When NVIDIA begins shipping the Grace CPU Superchip to clients like the Department of Energy in the first half of 2023, it will offer them the option to configure it either as a standalone CPU system or as part of a server with up to eight Hopper-based GPUs (more on those in just a moment). The company claims its new chip is twice as fast as traditional servers. NVIDIA estimates it will achieve a score of approximately 740 points in SPECrate®2017_int_base benchmarks, putting it in the upper echelon data center processors.

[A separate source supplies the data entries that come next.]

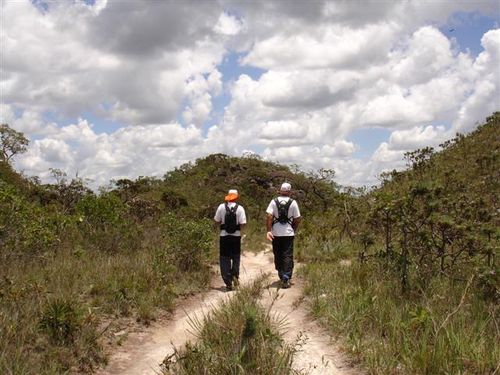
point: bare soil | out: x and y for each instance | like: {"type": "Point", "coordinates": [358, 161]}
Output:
{"type": "Point", "coordinates": [143, 351]}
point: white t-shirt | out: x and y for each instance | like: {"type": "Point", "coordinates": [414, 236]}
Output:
{"type": "Point", "coordinates": [279, 229]}
{"type": "Point", "coordinates": [220, 215]}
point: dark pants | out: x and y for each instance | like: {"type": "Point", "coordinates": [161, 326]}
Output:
{"type": "Point", "coordinates": [283, 256]}
{"type": "Point", "coordinates": [230, 254]}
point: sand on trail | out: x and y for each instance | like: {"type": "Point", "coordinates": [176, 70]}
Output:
{"type": "Point", "coordinates": [143, 352]}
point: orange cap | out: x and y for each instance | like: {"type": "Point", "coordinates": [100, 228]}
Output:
{"type": "Point", "coordinates": [232, 195]}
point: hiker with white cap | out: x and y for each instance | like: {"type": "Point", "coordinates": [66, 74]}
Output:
{"type": "Point", "coordinates": [283, 219]}
{"type": "Point", "coordinates": [232, 219]}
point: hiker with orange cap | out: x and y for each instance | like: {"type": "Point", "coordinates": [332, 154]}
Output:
{"type": "Point", "coordinates": [232, 219]}
{"type": "Point", "coordinates": [282, 221]}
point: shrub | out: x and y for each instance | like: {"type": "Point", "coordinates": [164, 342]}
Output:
{"type": "Point", "coordinates": [61, 320]}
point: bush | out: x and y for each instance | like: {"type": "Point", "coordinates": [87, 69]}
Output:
{"type": "Point", "coordinates": [189, 242]}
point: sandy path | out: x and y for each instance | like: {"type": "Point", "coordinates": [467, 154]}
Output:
{"type": "Point", "coordinates": [143, 351]}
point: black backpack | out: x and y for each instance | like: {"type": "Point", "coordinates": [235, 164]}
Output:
{"type": "Point", "coordinates": [283, 212]}
{"type": "Point", "coordinates": [230, 223]}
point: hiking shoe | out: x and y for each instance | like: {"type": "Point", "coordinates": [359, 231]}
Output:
{"type": "Point", "coordinates": [236, 282]}
{"type": "Point", "coordinates": [285, 284]}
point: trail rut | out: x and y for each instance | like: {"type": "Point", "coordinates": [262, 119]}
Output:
{"type": "Point", "coordinates": [142, 352]}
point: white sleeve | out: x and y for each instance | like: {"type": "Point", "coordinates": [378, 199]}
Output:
{"type": "Point", "coordinates": [218, 214]}
{"type": "Point", "coordinates": [242, 218]}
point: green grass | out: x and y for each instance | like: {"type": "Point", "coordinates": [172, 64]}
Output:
{"type": "Point", "coordinates": [446, 329]}
{"type": "Point", "coordinates": [238, 337]}
{"type": "Point", "coordinates": [52, 309]}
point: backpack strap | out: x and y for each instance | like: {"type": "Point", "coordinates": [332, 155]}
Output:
{"type": "Point", "coordinates": [233, 210]}
{"type": "Point", "coordinates": [287, 207]}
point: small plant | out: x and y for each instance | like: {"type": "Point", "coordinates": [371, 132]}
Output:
{"type": "Point", "coordinates": [61, 320]}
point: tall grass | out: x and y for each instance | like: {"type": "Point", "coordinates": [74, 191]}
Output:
{"type": "Point", "coordinates": [445, 329]}
{"type": "Point", "coordinates": [55, 308]}
{"type": "Point", "coordinates": [239, 337]}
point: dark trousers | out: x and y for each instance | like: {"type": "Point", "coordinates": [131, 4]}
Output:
{"type": "Point", "coordinates": [283, 256]}
{"type": "Point", "coordinates": [230, 254]}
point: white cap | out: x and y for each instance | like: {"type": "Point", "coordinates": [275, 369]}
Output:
{"type": "Point", "coordinates": [285, 186]}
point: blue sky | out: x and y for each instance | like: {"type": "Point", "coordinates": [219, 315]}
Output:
{"type": "Point", "coordinates": [120, 89]}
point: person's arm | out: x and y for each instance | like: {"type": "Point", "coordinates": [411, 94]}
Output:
{"type": "Point", "coordinates": [295, 223]}
{"type": "Point", "coordinates": [269, 227]}
{"type": "Point", "coordinates": [217, 219]}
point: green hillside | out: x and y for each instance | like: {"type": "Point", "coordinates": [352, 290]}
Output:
{"type": "Point", "coordinates": [414, 287]}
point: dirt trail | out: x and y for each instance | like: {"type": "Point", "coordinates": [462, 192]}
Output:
{"type": "Point", "coordinates": [143, 351]}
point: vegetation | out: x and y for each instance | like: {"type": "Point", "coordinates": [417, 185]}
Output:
{"type": "Point", "coordinates": [407, 272]}
{"type": "Point", "coordinates": [414, 285]}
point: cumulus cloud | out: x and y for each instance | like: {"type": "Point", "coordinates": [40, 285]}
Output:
{"type": "Point", "coordinates": [155, 68]}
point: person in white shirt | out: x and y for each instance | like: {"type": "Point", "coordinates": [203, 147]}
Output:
{"type": "Point", "coordinates": [283, 219]}
{"type": "Point", "coordinates": [232, 219]}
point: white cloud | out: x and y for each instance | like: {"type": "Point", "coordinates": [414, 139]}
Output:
{"type": "Point", "coordinates": [228, 24]}
{"type": "Point", "coordinates": [329, 68]}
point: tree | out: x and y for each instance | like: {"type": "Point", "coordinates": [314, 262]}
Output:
{"type": "Point", "coordinates": [12, 143]}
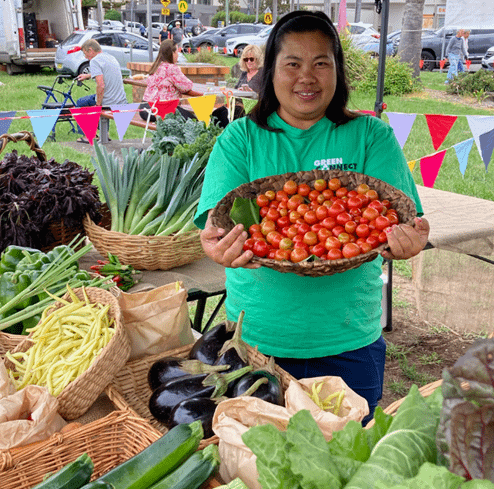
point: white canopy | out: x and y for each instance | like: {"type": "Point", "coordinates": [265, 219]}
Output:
{"type": "Point", "coordinates": [469, 14]}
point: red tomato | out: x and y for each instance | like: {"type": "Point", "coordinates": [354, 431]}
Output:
{"type": "Point", "coordinates": [362, 230]}
{"type": "Point", "coordinates": [332, 242]}
{"type": "Point", "coordinates": [290, 187]}
{"type": "Point", "coordinates": [350, 250]}
{"type": "Point", "coordinates": [260, 248]}
{"type": "Point", "coordinates": [298, 254]}
{"type": "Point", "coordinates": [334, 254]}
{"type": "Point", "coordinates": [303, 189]}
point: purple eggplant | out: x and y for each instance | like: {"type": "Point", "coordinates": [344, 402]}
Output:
{"type": "Point", "coordinates": [168, 368]}
{"type": "Point", "coordinates": [206, 348]}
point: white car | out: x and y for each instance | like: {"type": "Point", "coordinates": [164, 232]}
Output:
{"type": "Point", "coordinates": [235, 45]}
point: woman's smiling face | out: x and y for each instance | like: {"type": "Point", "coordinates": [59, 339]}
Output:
{"type": "Point", "coordinates": [304, 78]}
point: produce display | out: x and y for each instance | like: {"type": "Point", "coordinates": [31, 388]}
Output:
{"type": "Point", "coordinates": [66, 342]}
{"type": "Point", "coordinates": [150, 194]}
{"type": "Point", "coordinates": [30, 278]}
{"type": "Point", "coordinates": [325, 222]}
{"type": "Point", "coordinates": [184, 391]}
{"type": "Point", "coordinates": [34, 194]}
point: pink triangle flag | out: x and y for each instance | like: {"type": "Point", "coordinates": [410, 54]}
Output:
{"type": "Point", "coordinates": [88, 119]}
{"type": "Point", "coordinates": [429, 167]}
{"type": "Point", "coordinates": [166, 106]}
{"type": "Point", "coordinates": [439, 126]}
{"type": "Point", "coordinates": [402, 125]}
{"type": "Point", "coordinates": [122, 115]}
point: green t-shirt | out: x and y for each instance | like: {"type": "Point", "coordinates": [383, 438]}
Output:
{"type": "Point", "coordinates": [287, 315]}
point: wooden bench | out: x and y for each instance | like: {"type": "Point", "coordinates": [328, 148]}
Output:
{"type": "Point", "coordinates": [105, 124]}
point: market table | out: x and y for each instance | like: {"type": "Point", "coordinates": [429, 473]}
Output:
{"type": "Point", "coordinates": [202, 279]}
{"type": "Point", "coordinates": [458, 223]}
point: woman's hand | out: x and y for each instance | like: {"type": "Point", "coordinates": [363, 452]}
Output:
{"type": "Point", "coordinates": [406, 241]}
{"type": "Point", "coordinates": [227, 250]}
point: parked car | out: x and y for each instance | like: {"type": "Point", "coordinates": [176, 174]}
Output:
{"type": "Point", "coordinates": [220, 37]}
{"type": "Point", "coordinates": [134, 27]}
{"type": "Point", "coordinates": [488, 60]}
{"type": "Point", "coordinates": [235, 45]}
{"type": "Point", "coordinates": [434, 46]}
{"type": "Point", "coordinates": [193, 27]}
{"type": "Point", "coordinates": [125, 46]}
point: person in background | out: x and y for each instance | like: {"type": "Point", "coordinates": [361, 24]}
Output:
{"type": "Point", "coordinates": [105, 70]}
{"type": "Point", "coordinates": [454, 53]}
{"type": "Point", "coordinates": [177, 34]}
{"type": "Point", "coordinates": [312, 326]}
{"type": "Point", "coordinates": [251, 63]}
{"type": "Point", "coordinates": [166, 81]}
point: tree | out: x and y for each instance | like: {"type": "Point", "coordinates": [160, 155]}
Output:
{"type": "Point", "coordinates": [410, 46]}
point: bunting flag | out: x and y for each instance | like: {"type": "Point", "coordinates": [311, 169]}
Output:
{"type": "Point", "coordinates": [462, 152]}
{"type": "Point", "coordinates": [122, 119]}
{"type": "Point", "coordinates": [439, 127]}
{"type": "Point", "coordinates": [487, 145]}
{"type": "Point", "coordinates": [249, 104]}
{"type": "Point", "coordinates": [342, 16]}
{"type": "Point", "coordinates": [5, 123]}
{"type": "Point", "coordinates": [402, 125]}
{"type": "Point", "coordinates": [43, 122]}
{"type": "Point", "coordinates": [88, 119]}
{"type": "Point", "coordinates": [480, 124]}
{"type": "Point", "coordinates": [429, 167]}
{"type": "Point", "coordinates": [203, 107]}
{"type": "Point", "coordinates": [164, 107]}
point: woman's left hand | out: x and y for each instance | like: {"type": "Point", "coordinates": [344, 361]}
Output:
{"type": "Point", "coordinates": [406, 241]}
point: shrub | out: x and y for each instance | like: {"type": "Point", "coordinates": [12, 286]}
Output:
{"type": "Point", "coordinates": [472, 83]}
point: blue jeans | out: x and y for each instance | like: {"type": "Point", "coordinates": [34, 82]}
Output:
{"type": "Point", "coordinates": [453, 65]}
{"type": "Point", "coordinates": [86, 101]}
{"type": "Point", "coordinates": [362, 370]}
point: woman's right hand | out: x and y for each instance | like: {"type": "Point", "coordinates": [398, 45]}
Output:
{"type": "Point", "coordinates": [227, 250]}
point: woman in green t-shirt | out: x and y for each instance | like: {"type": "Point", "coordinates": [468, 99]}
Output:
{"type": "Point", "coordinates": [312, 326]}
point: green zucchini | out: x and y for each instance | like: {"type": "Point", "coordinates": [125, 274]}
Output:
{"type": "Point", "coordinates": [72, 476]}
{"type": "Point", "coordinates": [193, 472]}
{"type": "Point", "coordinates": [157, 460]}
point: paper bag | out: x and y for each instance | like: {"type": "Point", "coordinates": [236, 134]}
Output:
{"type": "Point", "coordinates": [156, 320]}
{"type": "Point", "coordinates": [26, 416]}
{"type": "Point", "coordinates": [232, 419]}
{"type": "Point", "coordinates": [353, 407]}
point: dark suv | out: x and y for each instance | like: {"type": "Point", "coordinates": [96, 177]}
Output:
{"type": "Point", "coordinates": [434, 46]}
{"type": "Point", "coordinates": [193, 27]}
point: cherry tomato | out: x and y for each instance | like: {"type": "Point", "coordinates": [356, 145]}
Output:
{"type": "Point", "coordinates": [350, 250]}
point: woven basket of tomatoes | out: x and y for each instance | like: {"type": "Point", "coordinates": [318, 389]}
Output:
{"type": "Point", "coordinates": [315, 223]}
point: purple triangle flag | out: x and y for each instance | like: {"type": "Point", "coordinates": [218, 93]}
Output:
{"type": "Point", "coordinates": [43, 121]}
{"type": "Point", "coordinates": [486, 145]}
{"type": "Point", "coordinates": [462, 152]}
{"type": "Point", "coordinates": [122, 119]}
{"type": "Point", "coordinates": [402, 125]}
{"type": "Point", "coordinates": [5, 121]}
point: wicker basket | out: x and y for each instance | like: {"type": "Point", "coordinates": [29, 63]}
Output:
{"type": "Point", "coordinates": [109, 441]}
{"type": "Point", "coordinates": [59, 232]}
{"type": "Point", "coordinates": [130, 390]}
{"type": "Point", "coordinates": [79, 395]}
{"type": "Point", "coordinates": [405, 207]}
{"type": "Point", "coordinates": [146, 252]}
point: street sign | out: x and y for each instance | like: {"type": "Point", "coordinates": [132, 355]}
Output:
{"type": "Point", "coordinates": [182, 6]}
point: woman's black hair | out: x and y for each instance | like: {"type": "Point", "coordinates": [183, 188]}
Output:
{"type": "Point", "coordinates": [301, 21]}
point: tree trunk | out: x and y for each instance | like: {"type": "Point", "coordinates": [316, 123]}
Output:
{"type": "Point", "coordinates": [410, 46]}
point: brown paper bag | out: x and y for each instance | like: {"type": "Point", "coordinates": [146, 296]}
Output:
{"type": "Point", "coordinates": [353, 407]}
{"type": "Point", "coordinates": [26, 416]}
{"type": "Point", "coordinates": [232, 419]}
{"type": "Point", "coordinates": [156, 320]}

Alongside the Grace CPU Superchip, NVIDIA announced its highly anticipated Hopper GPU architecture. Named after pioneering computer scientist Grace Hopper, it is the successor to the company’s current Ampere architecture (you know, the one that powers all of the company’s impossible-to-find RTX 30 series GPUs). Now before you get excited, know that NVIDIA didn’t announce any mainstream GPUs at GTC. Instead, we got to see the H100 GPU. It’s an 80 billion transistor behemoth built using TSMC’s cutting-edge 4nm process. At the heart of the H100 is NVIDIA’s new Transformer Engine, which the company claims allows it to offer unparalleled performance when it needs to compute transformer models. Over the past few years, transformer models have become widely popular with AI scientists working with systems like GPT-3 and AlphaFold. NVIDIA claims the H100 can reduce the time it takes to train large models down to days and even mere hours. The H100 will be available later this year.